Bientôt, néanmoins, il la paya avec une pièce d’une demi-couronne, et elle dut sortir pour aller chercher de la monnaie.
– Était-ce celui aux cheveux roux ? me demanda Alan.
– Vous y êtes, répondis-je.
– Qu’est-ce que je vous disais dans le bois ? s’écria-t-il. Et pourtant c’est bizarre qu’il soit ici. Était-il seul ?
– Tout à fait seul, à ce que j’ai pu voir.
– Est-il passé ?
– Tout droit, et sans regarder ni à droite ni à gauche.
– Voilà qui est encore plus étrange. J’ai dans l’idée, Davie, qu’il nous faudrait déguerpir. Mais dans quelle direction ? – Au diable ! Cela ressemble joliment au vieux temps.
– Il y a toutefois une grosse différence, repris-je, c’est que cette fois nous avons de l’argent dans nos poches.
– Et une autre grosse différence, monsieur Balfour, répliqua-t-il, c’est que cette fois nous avons des limiers à nos trousses. Ils sont sur la piste ; ils sont en pleine chasse, David. C’est une sale affaire, et que le diable l’emporte.
Et il se mit à réfléchir profondément avec un air que je lui connaissais bien.
– Dites donc, patronne, fit-il, quand la bonne femme fut revenue, y a-t-il une autre route derrière votre cabaret ?
Elle répondit qu’il y en avait une, et qui menait de tel côté.
– En ce cas, monsieur, me dit-il, je pense que cette route sera plus courte pour nous. Et je vous dis au revoir, ma brave femme ; et je n’oublierai pas l’eau de giroflée.
Nous sortîmes en traversant le potager de la vieille, et prîmes un sentier à travers champs. Alan regardait de tous côtés avec attention, et quand il nous vit arrivés dans un petit creux du pays, hors de vue, il s’assit par terre.

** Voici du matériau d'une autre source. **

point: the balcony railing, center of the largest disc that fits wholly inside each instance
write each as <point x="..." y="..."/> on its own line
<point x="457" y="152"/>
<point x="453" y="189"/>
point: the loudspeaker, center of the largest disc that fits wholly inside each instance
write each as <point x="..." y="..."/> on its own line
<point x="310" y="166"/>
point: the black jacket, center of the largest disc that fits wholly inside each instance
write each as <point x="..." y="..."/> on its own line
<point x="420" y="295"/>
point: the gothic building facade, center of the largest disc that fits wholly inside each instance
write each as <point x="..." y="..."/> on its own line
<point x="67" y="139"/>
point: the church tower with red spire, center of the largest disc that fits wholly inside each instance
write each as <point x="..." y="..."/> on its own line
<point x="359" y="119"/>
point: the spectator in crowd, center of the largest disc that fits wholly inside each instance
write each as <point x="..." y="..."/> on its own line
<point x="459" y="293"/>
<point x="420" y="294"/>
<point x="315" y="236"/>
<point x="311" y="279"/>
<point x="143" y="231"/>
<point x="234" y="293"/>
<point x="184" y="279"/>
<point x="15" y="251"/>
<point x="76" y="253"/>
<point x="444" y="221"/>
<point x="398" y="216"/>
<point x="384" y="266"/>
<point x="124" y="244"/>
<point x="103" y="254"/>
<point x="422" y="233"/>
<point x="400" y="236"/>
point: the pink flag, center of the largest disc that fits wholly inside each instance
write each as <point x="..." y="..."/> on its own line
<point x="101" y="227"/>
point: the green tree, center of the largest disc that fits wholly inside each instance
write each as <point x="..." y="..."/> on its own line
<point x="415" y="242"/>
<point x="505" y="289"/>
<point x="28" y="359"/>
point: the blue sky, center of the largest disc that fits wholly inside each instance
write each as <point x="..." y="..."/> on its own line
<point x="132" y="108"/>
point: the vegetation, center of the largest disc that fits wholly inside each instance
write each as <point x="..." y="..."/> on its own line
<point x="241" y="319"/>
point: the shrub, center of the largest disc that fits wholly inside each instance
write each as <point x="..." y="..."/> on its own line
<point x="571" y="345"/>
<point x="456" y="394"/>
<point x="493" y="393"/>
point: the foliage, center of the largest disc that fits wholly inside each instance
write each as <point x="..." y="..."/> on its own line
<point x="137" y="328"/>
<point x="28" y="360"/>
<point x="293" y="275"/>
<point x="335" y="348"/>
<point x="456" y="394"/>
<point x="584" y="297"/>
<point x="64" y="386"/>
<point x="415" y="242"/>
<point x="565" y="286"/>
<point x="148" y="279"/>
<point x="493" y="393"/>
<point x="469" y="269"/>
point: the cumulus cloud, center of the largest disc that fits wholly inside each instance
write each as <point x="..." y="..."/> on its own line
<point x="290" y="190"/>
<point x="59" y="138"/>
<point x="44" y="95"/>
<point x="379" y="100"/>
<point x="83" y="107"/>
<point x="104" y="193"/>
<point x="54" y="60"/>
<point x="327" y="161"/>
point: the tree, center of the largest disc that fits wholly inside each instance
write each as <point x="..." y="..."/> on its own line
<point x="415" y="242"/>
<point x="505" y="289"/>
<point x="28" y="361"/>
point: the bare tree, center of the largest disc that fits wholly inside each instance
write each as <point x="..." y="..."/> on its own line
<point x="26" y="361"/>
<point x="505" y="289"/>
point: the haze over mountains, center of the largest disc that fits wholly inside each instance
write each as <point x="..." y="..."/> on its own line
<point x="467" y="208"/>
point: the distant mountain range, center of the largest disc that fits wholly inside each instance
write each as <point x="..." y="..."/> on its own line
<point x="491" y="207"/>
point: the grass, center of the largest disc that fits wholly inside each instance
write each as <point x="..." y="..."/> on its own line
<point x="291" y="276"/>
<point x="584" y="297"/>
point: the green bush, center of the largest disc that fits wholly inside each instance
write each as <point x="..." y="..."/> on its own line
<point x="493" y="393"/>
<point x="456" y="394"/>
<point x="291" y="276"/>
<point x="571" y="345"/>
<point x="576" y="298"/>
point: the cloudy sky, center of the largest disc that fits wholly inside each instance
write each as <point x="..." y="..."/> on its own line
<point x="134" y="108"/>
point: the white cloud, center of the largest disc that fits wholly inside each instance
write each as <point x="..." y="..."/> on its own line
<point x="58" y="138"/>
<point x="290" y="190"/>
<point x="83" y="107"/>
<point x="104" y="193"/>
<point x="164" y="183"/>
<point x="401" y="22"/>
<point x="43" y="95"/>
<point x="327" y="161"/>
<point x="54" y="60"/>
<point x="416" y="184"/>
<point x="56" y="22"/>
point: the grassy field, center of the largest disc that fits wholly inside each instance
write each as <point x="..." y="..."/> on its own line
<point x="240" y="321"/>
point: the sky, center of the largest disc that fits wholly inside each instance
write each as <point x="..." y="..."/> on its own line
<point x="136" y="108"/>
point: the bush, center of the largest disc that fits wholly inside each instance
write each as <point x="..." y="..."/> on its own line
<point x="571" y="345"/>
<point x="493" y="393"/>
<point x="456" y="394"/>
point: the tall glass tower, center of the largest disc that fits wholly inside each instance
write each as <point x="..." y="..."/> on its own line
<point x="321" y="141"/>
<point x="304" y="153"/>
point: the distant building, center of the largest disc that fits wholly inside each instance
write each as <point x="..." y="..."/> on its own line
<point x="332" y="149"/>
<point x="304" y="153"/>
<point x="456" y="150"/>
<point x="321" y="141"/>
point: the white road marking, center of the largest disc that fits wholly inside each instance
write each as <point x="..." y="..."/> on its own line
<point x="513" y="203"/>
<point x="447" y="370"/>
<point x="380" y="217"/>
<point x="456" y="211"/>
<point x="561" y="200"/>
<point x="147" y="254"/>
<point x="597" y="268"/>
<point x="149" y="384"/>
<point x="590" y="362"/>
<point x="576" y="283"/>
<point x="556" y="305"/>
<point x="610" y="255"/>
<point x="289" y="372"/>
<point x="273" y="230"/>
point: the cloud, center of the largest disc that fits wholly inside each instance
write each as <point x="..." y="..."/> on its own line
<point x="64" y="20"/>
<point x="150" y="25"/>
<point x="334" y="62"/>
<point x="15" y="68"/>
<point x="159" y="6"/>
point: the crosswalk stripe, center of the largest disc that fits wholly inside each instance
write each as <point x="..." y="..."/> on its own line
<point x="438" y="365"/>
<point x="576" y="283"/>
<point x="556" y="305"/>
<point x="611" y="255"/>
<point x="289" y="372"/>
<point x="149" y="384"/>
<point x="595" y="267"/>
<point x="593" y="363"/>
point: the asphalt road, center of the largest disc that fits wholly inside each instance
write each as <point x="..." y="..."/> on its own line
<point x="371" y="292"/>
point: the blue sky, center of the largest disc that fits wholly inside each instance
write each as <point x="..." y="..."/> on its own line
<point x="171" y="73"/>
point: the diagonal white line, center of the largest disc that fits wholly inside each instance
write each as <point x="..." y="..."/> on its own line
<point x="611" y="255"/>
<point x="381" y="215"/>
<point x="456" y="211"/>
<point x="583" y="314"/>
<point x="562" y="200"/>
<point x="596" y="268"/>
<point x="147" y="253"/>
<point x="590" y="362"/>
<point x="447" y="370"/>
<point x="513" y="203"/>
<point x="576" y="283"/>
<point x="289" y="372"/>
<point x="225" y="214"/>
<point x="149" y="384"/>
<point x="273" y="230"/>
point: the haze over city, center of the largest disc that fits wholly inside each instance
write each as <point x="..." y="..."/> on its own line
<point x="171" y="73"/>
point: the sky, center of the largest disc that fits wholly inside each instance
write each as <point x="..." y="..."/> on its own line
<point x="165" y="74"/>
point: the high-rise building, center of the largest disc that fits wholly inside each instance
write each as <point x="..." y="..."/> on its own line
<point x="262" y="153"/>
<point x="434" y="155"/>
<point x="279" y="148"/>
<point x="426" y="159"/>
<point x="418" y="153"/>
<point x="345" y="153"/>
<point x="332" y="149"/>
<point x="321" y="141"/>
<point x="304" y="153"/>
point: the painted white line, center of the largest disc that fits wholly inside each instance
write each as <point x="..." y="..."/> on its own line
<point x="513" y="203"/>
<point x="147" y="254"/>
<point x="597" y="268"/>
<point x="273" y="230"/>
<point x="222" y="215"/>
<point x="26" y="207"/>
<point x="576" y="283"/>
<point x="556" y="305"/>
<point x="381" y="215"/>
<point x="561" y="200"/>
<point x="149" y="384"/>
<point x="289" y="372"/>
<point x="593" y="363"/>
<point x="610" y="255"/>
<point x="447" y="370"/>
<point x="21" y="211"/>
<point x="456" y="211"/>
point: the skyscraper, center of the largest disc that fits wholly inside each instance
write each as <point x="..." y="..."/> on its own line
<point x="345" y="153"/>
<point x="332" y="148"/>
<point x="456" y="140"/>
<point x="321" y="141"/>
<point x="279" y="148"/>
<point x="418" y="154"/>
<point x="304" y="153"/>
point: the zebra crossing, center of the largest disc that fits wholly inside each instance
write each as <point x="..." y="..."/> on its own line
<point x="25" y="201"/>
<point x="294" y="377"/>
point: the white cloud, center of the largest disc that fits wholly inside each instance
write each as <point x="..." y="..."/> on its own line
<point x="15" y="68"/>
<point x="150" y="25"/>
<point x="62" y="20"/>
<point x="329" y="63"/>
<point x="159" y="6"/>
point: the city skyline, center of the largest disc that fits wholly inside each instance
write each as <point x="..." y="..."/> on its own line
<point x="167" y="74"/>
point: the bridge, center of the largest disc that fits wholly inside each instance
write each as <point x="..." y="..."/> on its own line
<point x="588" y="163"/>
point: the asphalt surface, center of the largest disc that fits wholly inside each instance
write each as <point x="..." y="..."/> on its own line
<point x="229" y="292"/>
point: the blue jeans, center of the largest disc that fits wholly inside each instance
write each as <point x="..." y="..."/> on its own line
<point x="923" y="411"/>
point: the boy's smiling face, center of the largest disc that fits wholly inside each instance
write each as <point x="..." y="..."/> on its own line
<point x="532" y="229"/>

– Tenons conseil de guerre, Davie, dit-il. Mais tout d’abord, je vais vous donner une petite leçon. Supposez que j’aie fait comme vous, qu’est-ce que cette bonne vieille là-bas aurait pensé de nous deux ? Simplement que nous étions sortis par la porte de derrière. Et que se rappelle-t-elle à présent ? Un joli garçon bavard, aimable, un peu timbré, qui souffre de la poitrine, le pauvre ! et qui s’est fort intéressé au beau-frère. Ô Davie, mon ami, tâchez d’apprendre à avoir un peu de jugeote.
– J’y tâcherai, Alan.
– Et maintenant, parlons de celui aux cheveux roux. Allait-il vite ou lentement ?
– Couçi-couça.
– Il n’avait pas l’air trop pressé ?
– Pas le moins du monde.
– Hum ! cela me paraît bizarre. Nous ne l’avons pas du tout aperçu ce matin sur les Whins ; il nous a dépassés, il n’a pas l’air de regarder ; et pourtant le revoici sur notre route. Parbleu, Davie, voilà qu’il me vient une idée. Je pense que ce n’est pas à vous qu’ils en veulent, mais bien à moi ; et je pense qu’ils savent fort bien où ils vont.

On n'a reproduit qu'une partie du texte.